3. Hotkeys on styles – As mentioned in 2, nearly every publisher has a style sheet that they require you use, and frankly if you have any Word skill at all you always use styles for titles and headings at the very least. Applying “heading 1” three or four times is no big deal, but applying code in text 1000 times in a 80 page chapter is not quite a much fun.
So, if you open up word, and find the styles ribbon (this is Word 2007, you can do much the same stuff in earlier versions, but I won’t demonstrate). Clicking the little arrow under the Change Styles button opens up the styles bar:
Now you can right click on any of the styles, choose modify to get the following:
Click on Format and choose Shortcut Key:
Once you choose a key (for the Code [ST] style I chose Alt-C. Now I highlight the term I want to make look like code and press Alt-C. Saves tons of time.
Note: A few commenters have noted that there is a way to make this work without PureText using Word functionality (I will demonstrate the Word 2007 methods. There are two ways:
First, when you paste text into Word 2007, you get a little menu at the end of your paste:
Click that and it will say:
Keep Source Formatting
Match Destination Formatting
Keep Text Only
Set Default Paste
This would be a clumsy way to keep text many many times, but it is nice for the occasional use. More interesting is the Match Destination. A lot of times I use text formatting to strip away some text formatting so I can reformat it.
The second is to set the default paste method. Opening up the Word Options menu from the Office Menu you see:
You can set it to behave using any of the three methods mentioned by default for several scenarios, the most interesting “Pasting from other programs.” If you didn’t want to set up something like PureText, and you only used Word (I am using LiveWriter right now, and I like pasting text into here for code, but not from blogs and documents) then that would be a very viable plan too.

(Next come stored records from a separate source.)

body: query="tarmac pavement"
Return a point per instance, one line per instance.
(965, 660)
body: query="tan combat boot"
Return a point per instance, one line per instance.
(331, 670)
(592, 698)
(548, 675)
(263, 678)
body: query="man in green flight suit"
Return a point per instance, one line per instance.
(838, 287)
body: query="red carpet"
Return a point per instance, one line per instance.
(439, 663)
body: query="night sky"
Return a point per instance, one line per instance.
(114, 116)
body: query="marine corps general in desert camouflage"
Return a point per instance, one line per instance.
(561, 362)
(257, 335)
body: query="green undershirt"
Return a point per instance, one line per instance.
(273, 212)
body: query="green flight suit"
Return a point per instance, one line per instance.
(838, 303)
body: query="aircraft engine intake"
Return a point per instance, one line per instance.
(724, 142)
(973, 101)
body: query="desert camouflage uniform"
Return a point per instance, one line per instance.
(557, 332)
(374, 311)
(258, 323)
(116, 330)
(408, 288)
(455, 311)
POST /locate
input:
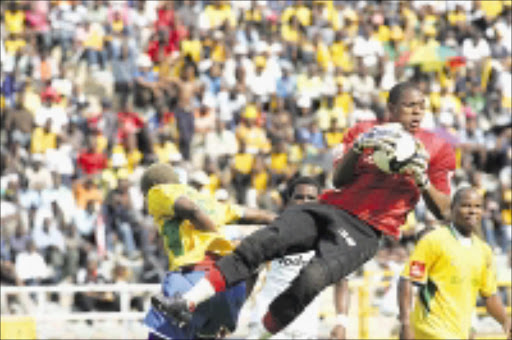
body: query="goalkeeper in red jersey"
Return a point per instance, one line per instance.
(346, 226)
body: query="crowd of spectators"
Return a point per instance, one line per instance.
(240, 96)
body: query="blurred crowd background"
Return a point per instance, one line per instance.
(240, 97)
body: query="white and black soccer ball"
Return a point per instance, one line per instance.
(403, 150)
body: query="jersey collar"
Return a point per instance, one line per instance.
(459, 237)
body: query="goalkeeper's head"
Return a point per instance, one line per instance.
(406, 104)
(157, 173)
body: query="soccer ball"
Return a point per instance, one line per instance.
(405, 147)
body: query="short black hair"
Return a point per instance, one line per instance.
(459, 193)
(399, 89)
(301, 180)
(157, 173)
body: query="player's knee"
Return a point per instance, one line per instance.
(258, 248)
(314, 278)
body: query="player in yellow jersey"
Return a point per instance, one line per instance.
(451, 265)
(192, 228)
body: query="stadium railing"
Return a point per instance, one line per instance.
(366, 311)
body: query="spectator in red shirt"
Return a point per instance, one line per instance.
(90, 161)
(128, 122)
(165, 16)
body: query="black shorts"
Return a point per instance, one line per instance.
(341, 240)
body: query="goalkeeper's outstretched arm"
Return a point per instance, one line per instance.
(344, 169)
(437, 202)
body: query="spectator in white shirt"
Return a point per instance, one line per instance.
(56, 113)
(229, 103)
(38, 177)
(368, 47)
(60, 160)
(262, 83)
(476, 47)
(31, 267)
(86, 220)
(362, 85)
(221, 143)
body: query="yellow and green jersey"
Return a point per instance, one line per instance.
(184, 244)
(450, 275)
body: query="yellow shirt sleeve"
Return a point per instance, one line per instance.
(420, 262)
(234, 212)
(160, 203)
(488, 284)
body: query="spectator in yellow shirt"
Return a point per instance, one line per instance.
(14, 18)
(298, 9)
(241, 168)
(278, 163)
(220, 13)
(43, 138)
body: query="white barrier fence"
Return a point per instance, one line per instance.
(125, 291)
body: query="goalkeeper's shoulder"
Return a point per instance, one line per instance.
(437, 147)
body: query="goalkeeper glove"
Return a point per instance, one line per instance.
(417, 166)
(376, 138)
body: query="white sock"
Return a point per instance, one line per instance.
(202, 291)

What it just goes to show you is that all of the Office products are freaking massive. After writing 3000 pages or so using word through the years, I consider myself an above average user, but in reality, in comparison to what features are in there, I am a novice. These are just a few tricks I have learned, the first two from others (the second was from a newsgroup posting by the author, who’s website you will find the tool), the third something I started doing on my own (didn’t come up with the idea, just found it.) If you have other ideas, please share them here, on your blog, at conferences, etc. Writing is a chore to start with, but formatting is a nightmare if you don’t know the tricks of the trade.